Is inflation a problem again?

TRADERS’ RISK CALL 15 Feb 2024

This week, we discuss the following:

  1. We just had the US consumer price index numbers on Tuesday. What does Vee think of it? 
  2. We’re seeing cryptocurrencies performing quite well in the past few days. Why is that the case?

Transcript:

We just had the US consumer price index numbers on Tuesday. So what do you think of it? 

We recently received the US Consumer Price Index (CPI) figures on Tuesday. The CPI data for January showed a year-on-year increase of 3.1%, a slight decrease from December’s 3.4%, yet above the expected 2.9%. This unexpected rise led to a notable market reaction, with stocks surging over 2% and bond yields significantly increasing. Although the CPI data was higher than anticipated, it’s seen as positive since it continues the trend of decreasing inflation, aligning with levels last observed in November. This pattern suggests a gradual move toward the desired inflation rate.

The Federal Reserve Chair, Jerome Powell, emphasized in a “60 Minutes” interview following the January policy meeting, the importance of ongoing confirmation that inflation is steadily moving towards the Fed’s 2% target before considering rate cuts. He clarified that “good data” need not surpass previous figures but must simply be positive. This perspective is crucial, especially considering that last year’s CPI figures were significantly higher. With the rolling 12-month window in effect, the current data is replacing much higher figures from the previous year, contributing to a downward trend in the annual inflation rate.

So we’re seeing cryptocurrencies performing quite well in the past few days. Why is that the case?

Bitcoin has been experiencing a notable increase, recently reaching $52,000. This surge is largely attributed to the impact of ETFs, particularly in Asia, with net inflows reaching around 4.7 billion dollars. This inflow signifies a growing acceptance of Bitcoin as a legitimate investment, much like gold became mainstream following the launch of gold ETFs. Daily Bitcoin production is outpaced by the inflow, suggesting a stronger demand than supply, which typically leads to price increases. Importantly, ETF investments are often long-term, indicating a less volatile, more sustained demand for Bitcoin.

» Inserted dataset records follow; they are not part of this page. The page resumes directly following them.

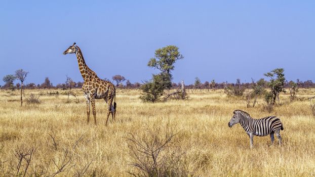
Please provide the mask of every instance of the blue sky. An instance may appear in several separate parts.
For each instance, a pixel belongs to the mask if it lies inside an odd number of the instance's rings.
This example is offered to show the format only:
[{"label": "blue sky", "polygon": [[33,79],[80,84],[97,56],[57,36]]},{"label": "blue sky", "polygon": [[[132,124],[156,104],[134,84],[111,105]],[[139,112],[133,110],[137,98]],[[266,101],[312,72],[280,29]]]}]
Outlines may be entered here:
[{"label": "blue sky", "polygon": [[2,1],[0,85],[20,68],[26,83],[82,81],[62,55],[74,41],[101,78],[148,79],[155,50],[172,45],[185,57],[175,82],[258,80],[278,67],[315,81],[314,12],[314,1]]}]

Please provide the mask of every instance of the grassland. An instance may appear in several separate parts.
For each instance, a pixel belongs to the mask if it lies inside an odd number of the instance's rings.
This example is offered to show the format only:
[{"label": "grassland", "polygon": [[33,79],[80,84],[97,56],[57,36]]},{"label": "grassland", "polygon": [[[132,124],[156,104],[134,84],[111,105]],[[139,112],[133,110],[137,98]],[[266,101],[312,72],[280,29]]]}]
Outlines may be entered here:
[{"label": "grassland", "polygon": [[[181,163],[193,176],[315,175],[315,117],[309,101],[290,103],[288,95],[281,95],[283,105],[269,114],[262,110],[262,100],[256,107],[247,108],[244,100],[227,98],[220,90],[195,91],[186,100],[155,104],[141,102],[139,91],[118,90],[116,119],[106,127],[103,100],[96,102],[98,125],[93,121],[87,125],[81,91],[74,91],[78,103],[66,103],[65,95],[49,94],[56,91],[26,90],[25,97],[40,95],[41,103],[24,102],[23,108],[18,91],[0,91],[1,176],[15,175],[16,151],[31,148],[26,176],[53,174],[68,161],[57,176],[130,176],[127,171],[136,169],[126,138],[130,133],[141,138],[147,128],[158,126],[174,128],[172,144],[184,153]],[[297,96],[314,95],[314,89],[300,90]],[[255,118],[280,117],[283,146],[276,140],[270,146],[269,136],[255,137],[250,149],[241,126],[227,126],[235,109]],[[22,161],[22,175],[26,162]]]}]

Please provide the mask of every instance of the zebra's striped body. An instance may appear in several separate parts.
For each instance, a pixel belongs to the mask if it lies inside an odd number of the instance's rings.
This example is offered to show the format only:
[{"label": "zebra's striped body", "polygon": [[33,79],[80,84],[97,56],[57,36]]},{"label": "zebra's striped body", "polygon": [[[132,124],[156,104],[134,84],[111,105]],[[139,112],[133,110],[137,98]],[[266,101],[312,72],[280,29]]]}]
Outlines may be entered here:
[{"label": "zebra's striped body", "polygon": [[283,125],[280,119],[276,116],[268,116],[259,119],[253,119],[246,112],[235,110],[234,115],[228,122],[228,126],[231,127],[234,124],[240,123],[243,127],[250,140],[251,148],[253,147],[254,136],[263,137],[270,135],[271,144],[273,144],[275,134],[279,144],[282,143],[280,130],[283,130]]}]

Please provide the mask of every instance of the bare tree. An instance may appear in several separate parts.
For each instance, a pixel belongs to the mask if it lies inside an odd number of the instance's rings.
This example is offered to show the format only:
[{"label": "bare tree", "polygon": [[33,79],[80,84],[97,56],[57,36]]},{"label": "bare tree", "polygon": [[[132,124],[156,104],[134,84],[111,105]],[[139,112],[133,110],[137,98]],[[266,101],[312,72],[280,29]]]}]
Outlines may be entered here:
[{"label": "bare tree", "polygon": [[21,81],[21,107],[23,106],[23,99],[22,94],[23,93],[23,84],[28,72],[25,71],[22,69],[15,71],[15,77]]},{"label": "bare tree", "polygon": [[118,74],[112,76],[112,79],[116,81],[116,83],[117,83],[116,86],[119,85],[120,83],[126,80],[125,77]]}]

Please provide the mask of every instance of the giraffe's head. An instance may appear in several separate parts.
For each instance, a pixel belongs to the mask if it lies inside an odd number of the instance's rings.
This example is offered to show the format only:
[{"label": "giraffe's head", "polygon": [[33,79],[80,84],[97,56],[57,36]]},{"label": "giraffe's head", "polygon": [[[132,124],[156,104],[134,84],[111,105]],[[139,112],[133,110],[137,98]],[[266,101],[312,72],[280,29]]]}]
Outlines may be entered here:
[{"label": "giraffe's head", "polygon": [[73,54],[75,53],[75,42],[73,43],[73,45],[70,46],[68,49],[63,52],[63,54],[66,55],[67,54]]}]

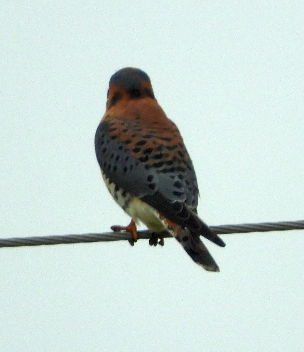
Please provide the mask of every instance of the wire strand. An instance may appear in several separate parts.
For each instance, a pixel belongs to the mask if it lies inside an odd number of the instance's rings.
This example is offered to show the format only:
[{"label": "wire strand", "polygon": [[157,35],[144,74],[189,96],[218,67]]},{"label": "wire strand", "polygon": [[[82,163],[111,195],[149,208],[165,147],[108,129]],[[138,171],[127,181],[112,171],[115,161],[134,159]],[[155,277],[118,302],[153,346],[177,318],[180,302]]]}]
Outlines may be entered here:
[{"label": "wire strand", "polygon": [[[218,234],[244,233],[271,231],[285,231],[304,229],[304,220],[278,222],[260,222],[243,224],[237,225],[210,226],[210,228]],[[138,238],[149,239],[151,233],[147,231],[139,231]],[[162,234],[164,237],[170,237],[169,234]],[[23,246],[42,246],[44,245],[80,243],[85,242],[119,241],[132,239],[132,235],[125,232],[105,232],[103,233],[84,233],[81,235],[64,235],[43,237],[19,237],[0,239],[0,247],[21,247]]]}]

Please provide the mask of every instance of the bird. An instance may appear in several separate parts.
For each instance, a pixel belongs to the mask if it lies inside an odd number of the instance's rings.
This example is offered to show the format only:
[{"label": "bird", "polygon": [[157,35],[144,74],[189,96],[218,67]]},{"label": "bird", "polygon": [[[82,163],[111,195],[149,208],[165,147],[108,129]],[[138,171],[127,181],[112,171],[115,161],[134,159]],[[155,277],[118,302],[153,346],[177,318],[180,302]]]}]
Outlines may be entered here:
[{"label": "bird", "polygon": [[144,71],[126,67],[111,77],[95,146],[107,188],[131,218],[127,226],[113,225],[112,230],[130,232],[132,245],[138,238],[139,222],[150,232],[151,245],[163,245],[163,234],[168,232],[195,262],[207,271],[219,271],[200,236],[221,247],[225,244],[198,215],[198,187],[192,161]]}]

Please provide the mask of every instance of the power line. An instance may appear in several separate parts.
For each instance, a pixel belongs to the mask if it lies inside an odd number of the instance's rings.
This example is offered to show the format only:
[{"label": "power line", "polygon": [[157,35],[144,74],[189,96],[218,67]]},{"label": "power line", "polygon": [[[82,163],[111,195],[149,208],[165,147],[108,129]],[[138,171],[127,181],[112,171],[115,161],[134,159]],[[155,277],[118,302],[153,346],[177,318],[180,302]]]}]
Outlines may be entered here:
[{"label": "power line", "polygon": [[[243,224],[237,225],[210,226],[210,228],[218,234],[228,234],[248,232],[270,231],[285,231],[304,229],[304,220],[278,222],[260,222]],[[151,233],[147,231],[139,231],[138,238],[149,239]],[[162,234],[163,237],[170,237],[168,233]],[[41,246],[43,245],[79,243],[84,242],[102,242],[130,240],[132,235],[129,232],[111,232],[103,233],[84,233],[81,235],[64,235],[43,237],[19,237],[0,239],[0,247],[21,247],[23,246]]]}]

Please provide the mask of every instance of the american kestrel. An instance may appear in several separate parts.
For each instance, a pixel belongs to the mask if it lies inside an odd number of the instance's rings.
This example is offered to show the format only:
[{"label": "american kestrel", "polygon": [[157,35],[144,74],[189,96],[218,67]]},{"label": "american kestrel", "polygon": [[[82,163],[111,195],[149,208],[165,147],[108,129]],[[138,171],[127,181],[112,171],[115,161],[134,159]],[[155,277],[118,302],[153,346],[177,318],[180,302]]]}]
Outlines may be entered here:
[{"label": "american kestrel", "polygon": [[[95,150],[103,177],[116,202],[131,218],[125,230],[137,239],[140,221],[151,232],[169,232],[207,270],[218,267],[200,239],[225,243],[198,216],[195,172],[179,131],[154,97],[143,71],[126,68],[110,81],[105,113],[96,131]],[[159,235],[159,243],[163,238]]]}]

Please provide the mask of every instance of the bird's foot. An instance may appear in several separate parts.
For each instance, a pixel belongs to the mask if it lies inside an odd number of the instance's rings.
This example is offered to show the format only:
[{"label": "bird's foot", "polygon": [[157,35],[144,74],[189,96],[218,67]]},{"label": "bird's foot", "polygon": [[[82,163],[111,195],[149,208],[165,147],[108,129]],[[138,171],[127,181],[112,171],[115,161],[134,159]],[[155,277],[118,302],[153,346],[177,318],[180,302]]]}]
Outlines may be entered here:
[{"label": "bird's foot", "polygon": [[128,226],[120,226],[120,225],[113,225],[111,226],[111,230],[113,231],[125,231],[132,234],[132,238],[128,240],[131,246],[134,246],[134,243],[137,241],[138,238],[136,226],[135,222],[131,220]]},{"label": "bird's foot", "polygon": [[150,246],[154,246],[155,247],[158,244],[161,246],[163,246],[165,244],[163,240],[163,237],[160,235],[160,234],[156,232],[152,232],[151,234],[151,237],[149,239],[149,244]]}]

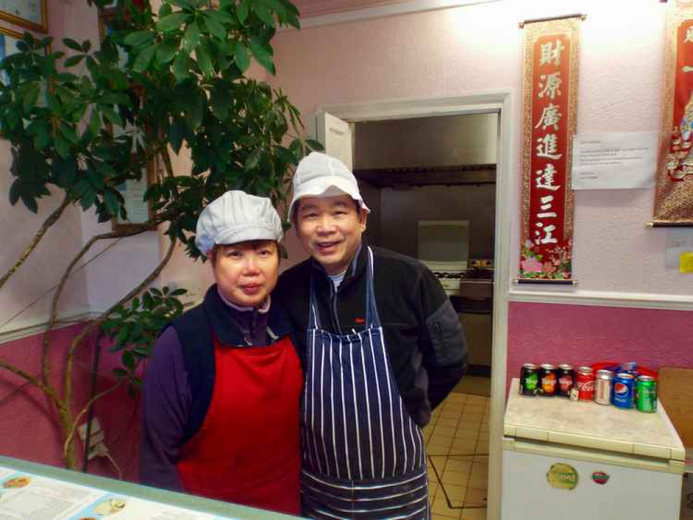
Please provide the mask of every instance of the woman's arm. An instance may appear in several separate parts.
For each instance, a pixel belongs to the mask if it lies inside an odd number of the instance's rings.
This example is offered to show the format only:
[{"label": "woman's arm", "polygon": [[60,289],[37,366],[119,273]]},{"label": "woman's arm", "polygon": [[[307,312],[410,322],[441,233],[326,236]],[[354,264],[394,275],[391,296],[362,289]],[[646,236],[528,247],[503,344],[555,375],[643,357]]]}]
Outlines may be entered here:
[{"label": "woman's arm", "polygon": [[139,481],[182,491],[176,464],[191,396],[180,341],[172,327],[157,340],[144,379]]}]

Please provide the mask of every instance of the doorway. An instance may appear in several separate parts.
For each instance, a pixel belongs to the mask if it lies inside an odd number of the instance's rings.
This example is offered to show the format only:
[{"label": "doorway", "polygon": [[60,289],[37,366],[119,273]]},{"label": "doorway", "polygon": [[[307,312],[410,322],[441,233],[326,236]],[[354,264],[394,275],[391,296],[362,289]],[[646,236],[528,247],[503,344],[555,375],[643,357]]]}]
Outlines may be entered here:
[{"label": "doorway", "polygon": [[465,325],[472,368],[425,430],[434,514],[441,518],[499,513],[510,241],[500,208],[507,207],[510,103],[499,93],[332,105],[316,119],[328,153],[352,167],[377,209],[371,243],[416,257],[422,223],[468,224],[465,265],[438,272]]}]

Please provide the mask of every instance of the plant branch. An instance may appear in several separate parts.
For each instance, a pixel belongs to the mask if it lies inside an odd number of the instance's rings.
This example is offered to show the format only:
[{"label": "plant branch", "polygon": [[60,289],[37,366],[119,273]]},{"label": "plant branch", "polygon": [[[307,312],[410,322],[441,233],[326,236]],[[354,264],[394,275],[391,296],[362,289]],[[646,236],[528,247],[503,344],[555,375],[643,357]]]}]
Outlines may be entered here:
[{"label": "plant branch", "polygon": [[[160,220],[160,218],[162,220]],[[157,218],[155,218],[151,223],[131,227],[127,230],[114,231],[110,233],[103,233],[101,234],[94,235],[89,239],[89,241],[85,244],[84,247],[83,247],[75,257],[72,259],[72,261],[70,262],[67,268],[65,269],[65,272],[62,274],[62,277],[60,278],[58,287],[53,293],[53,300],[51,302],[51,314],[49,318],[48,324],[46,327],[46,332],[43,336],[43,348],[41,353],[41,374],[44,383],[46,385],[48,384],[48,372],[50,370],[50,367],[49,366],[48,354],[51,343],[51,332],[53,331],[55,322],[58,320],[58,301],[60,300],[60,296],[62,294],[62,291],[65,288],[65,284],[67,283],[67,279],[69,278],[70,274],[74,268],[74,266],[97,241],[100,240],[108,240],[109,239],[123,239],[128,236],[139,234],[140,233],[144,233],[145,231],[150,231],[154,229],[156,226],[160,224],[161,222],[163,222],[164,220],[165,220],[165,218],[163,216],[163,214],[161,214],[157,216]]]},{"label": "plant branch", "polygon": [[141,284],[139,284],[139,285],[121,298],[118,302],[112,305],[108,309],[101,313],[101,314],[96,320],[83,329],[80,333],[78,334],[72,340],[72,343],[70,345],[69,350],[67,352],[67,358],[65,365],[65,391],[63,392],[63,399],[66,402],[71,402],[72,399],[72,371],[74,365],[75,352],[76,352],[77,348],[84,340],[85,338],[87,337],[87,334],[89,334],[94,328],[101,326],[108,315],[113,312],[113,309],[119,305],[122,305],[126,302],[134,298],[142,291],[142,289],[156,279],[157,277],[161,274],[164,268],[166,267],[169,261],[171,260],[171,257],[173,256],[173,251],[176,249],[176,240],[175,239],[171,239],[171,244],[169,245],[169,250],[166,251],[164,259],[159,263],[159,265],[157,266],[151,273],[149,273],[149,275],[147,276],[147,277],[145,278]]},{"label": "plant branch", "polygon": [[22,266],[22,264],[24,263],[31,252],[36,249],[36,246],[38,245],[39,242],[41,241],[44,235],[46,234],[46,232],[60,218],[60,215],[62,214],[62,212],[67,207],[67,205],[69,202],[69,197],[66,195],[62,202],[60,202],[60,205],[53,213],[49,215],[48,218],[44,221],[40,229],[34,235],[34,238],[29,243],[29,245],[26,246],[26,248],[19,256],[19,259],[15,263],[15,265],[10,268],[10,270],[7,272],[3,275],[2,278],[0,278],[0,288],[2,288],[2,286],[5,285],[5,283],[9,279],[10,277],[15,274],[15,271]]},{"label": "plant branch", "polygon": [[4,368],[5,370],[11,372],[12,374],[25,379],[26,381],[31,383],[32,385],[45,393],[46,395],[47,395],[55,404],[58,406],[61,405],[60,398],[55,392],[55,390],[50,386],[44,385],[39,378],[32,376],[31,374],[24,372],[21,368],[15,367],[14,365],[9,363],[3,359],[0,359],[0,368]]},{"label": "plant branch", "polygon": [[[117,383],[115,383],[110,388],[106,388],[103,392],[100,392],[98,394],[96,394],[95,396],[92,397],[92,399],[90,399],[87,402],[87,404],[84,406],[84,407],[79,411],[79,413],[76,415],[75,415],[74,419],[72,420],[72,426],[71,428],[70,428],[69,433],[68,433],[67,437],[65,439],[65,443],[62,444],[63,456],[67,456],[68,451],[69,451],[70,444],[72,443],[72,440],[74,438],[75,436],[75,432],[77,431],[77,423],[79,422],[79,419],[82,418],[82,416],[84,415],[84,414],[85,414],[87,411],[89,411],[89,406],[91,406],[95,402],[99,401],[99,399],[101,399],[101,397],[103,397],[110,394],[111,392],[113,392],[116,388],[119,387],[125,381],[126,381],[125,379],[121,379],[119,381],[118,381]],[[88,440],[85,440],[85,442],[89,442]]]}]

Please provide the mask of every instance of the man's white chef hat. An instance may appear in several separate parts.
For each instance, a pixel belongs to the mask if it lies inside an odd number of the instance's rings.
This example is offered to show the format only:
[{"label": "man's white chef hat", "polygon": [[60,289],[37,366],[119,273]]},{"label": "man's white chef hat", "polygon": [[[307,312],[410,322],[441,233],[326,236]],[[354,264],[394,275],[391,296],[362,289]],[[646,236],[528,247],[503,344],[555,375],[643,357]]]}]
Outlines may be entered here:
[{"label": "man's white chef hat", "polygon": [[311,152],[298,163],[292,182],[293,198],[289,207],[290,218],[293,216],[296,202],[303,197],[336,195],[348,195],[360,207],[370,213],[361,196],[356,177],[339,159],[320,152]]}]

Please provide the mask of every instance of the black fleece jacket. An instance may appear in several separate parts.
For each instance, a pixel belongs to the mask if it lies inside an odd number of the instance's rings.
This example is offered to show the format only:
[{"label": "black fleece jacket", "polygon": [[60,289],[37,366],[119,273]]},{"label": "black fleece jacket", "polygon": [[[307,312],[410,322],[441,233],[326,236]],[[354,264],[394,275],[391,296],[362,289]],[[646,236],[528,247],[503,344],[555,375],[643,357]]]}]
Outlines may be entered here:
[{"label": "black fleece jacket", "polygon": [[[425,266],[386,249],[371,248],[376,304],[390,364],[404,406],[412,419],[423,426],[430,420],[431,410],[464,373],[464,334],[440,283]],[[289,313],[304,368],[311,273],[322,327],[337,333],[360,331],[366,326],[367,255],[364,243],[336,291],[324,268],[312,259],[280,277],[272,296]]]}]

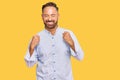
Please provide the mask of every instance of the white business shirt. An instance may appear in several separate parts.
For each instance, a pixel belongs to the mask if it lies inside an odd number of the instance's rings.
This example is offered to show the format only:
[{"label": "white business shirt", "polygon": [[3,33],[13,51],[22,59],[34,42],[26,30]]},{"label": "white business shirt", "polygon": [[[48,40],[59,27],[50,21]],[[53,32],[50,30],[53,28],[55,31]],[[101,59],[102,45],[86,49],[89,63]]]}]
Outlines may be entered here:
[{"label": "white business shirt", "polygon": [[[74,41],[75,52],[64,41],[63,33],[68,31]],[[78,60],[84,57],[83,51],[72,31],[58,27],[54,35],[44,29],[39,32],[40,42],[30,57],[29,48],[25,62],[29,67],[37,63],[37,80],[73,80],[70,57]]]}]

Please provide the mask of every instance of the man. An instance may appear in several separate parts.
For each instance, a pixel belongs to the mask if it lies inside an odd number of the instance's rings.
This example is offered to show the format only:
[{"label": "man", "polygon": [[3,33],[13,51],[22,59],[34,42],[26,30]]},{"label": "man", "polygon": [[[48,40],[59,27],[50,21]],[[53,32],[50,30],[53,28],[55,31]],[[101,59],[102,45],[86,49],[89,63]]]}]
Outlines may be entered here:
[{"label": "man", "polygon": [[33,36],[25,61],[37,63],[37,80],[73,80],[70,57],[83,59],[83,51],[70,30],[58,26],[58,7],[53,2],[42,6],[45,29]]}]

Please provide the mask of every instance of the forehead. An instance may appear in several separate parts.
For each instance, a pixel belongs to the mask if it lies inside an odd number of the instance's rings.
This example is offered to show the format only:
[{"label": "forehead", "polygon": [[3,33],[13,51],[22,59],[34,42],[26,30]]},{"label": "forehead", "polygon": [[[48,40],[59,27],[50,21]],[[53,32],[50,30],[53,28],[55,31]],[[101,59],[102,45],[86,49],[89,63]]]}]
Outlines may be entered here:
[{"label": "forehead", "polygon": [[43,14],[53,14],[53,13],[55,14],[57,12],[58,11],[56,10],[56,8],[52,6],[48,6],[43,9]]}]

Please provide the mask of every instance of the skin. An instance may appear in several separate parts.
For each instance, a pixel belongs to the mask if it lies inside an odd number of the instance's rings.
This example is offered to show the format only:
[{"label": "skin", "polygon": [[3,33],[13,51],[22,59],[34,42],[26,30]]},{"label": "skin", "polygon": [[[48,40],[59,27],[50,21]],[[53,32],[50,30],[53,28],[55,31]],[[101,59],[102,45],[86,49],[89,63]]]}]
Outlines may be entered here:
[{"label": "skin", "polygon": [[[59,13],[55,7],[48,6],[44,8],[42,12],[42,19],[45,25],[45,29],[51,32],[52,35],[55,34],[55,31],[58,27],[58,24],[57,24],[58,18],[59,18]],[[69,32],[63,33],[63,39],[75,51],[74,41],[70,36]],[[38,35],[33,36],[32,41],[30,43],[30,47],[29,47],[30,56],[33,54],[34,48],[38,45],[39,41],[40,41],[40,36]]]}]

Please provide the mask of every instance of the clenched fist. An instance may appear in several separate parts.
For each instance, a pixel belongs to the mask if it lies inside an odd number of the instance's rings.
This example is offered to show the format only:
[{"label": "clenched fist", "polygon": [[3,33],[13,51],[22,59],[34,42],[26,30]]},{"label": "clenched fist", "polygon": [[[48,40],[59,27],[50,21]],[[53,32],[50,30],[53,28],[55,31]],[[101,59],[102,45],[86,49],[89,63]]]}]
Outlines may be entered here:
[{"label": "clenched fist", "polygon": [[74,47],[74,41],[72,39],[72,37],[70,36],[70,33],[65,31],[63,33],[63,39],[65,40],[65,42],[67,42],[69,44],[69,46],[75,51],[75,47]]},{"label": "clenched fist", "polygon": [[33,36],[29,47],[30,56],[32,55],[34,48],[38,45],[39,41],[40,41],[40,37],[38,35]]}]

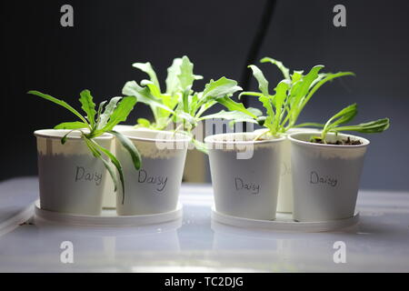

Bitcoin’s current market behavior differs from previous cycles, with less media frenzy and more stable demand driving its price increase. The market cap of Bitcoin is currently around one trillion dollars, and the continuous flow into ETFs suggests a long-term holding strategy rather than short-term speculation. This trend indicates a potential for even higher prices in the future as the market continues to mature and stabilise.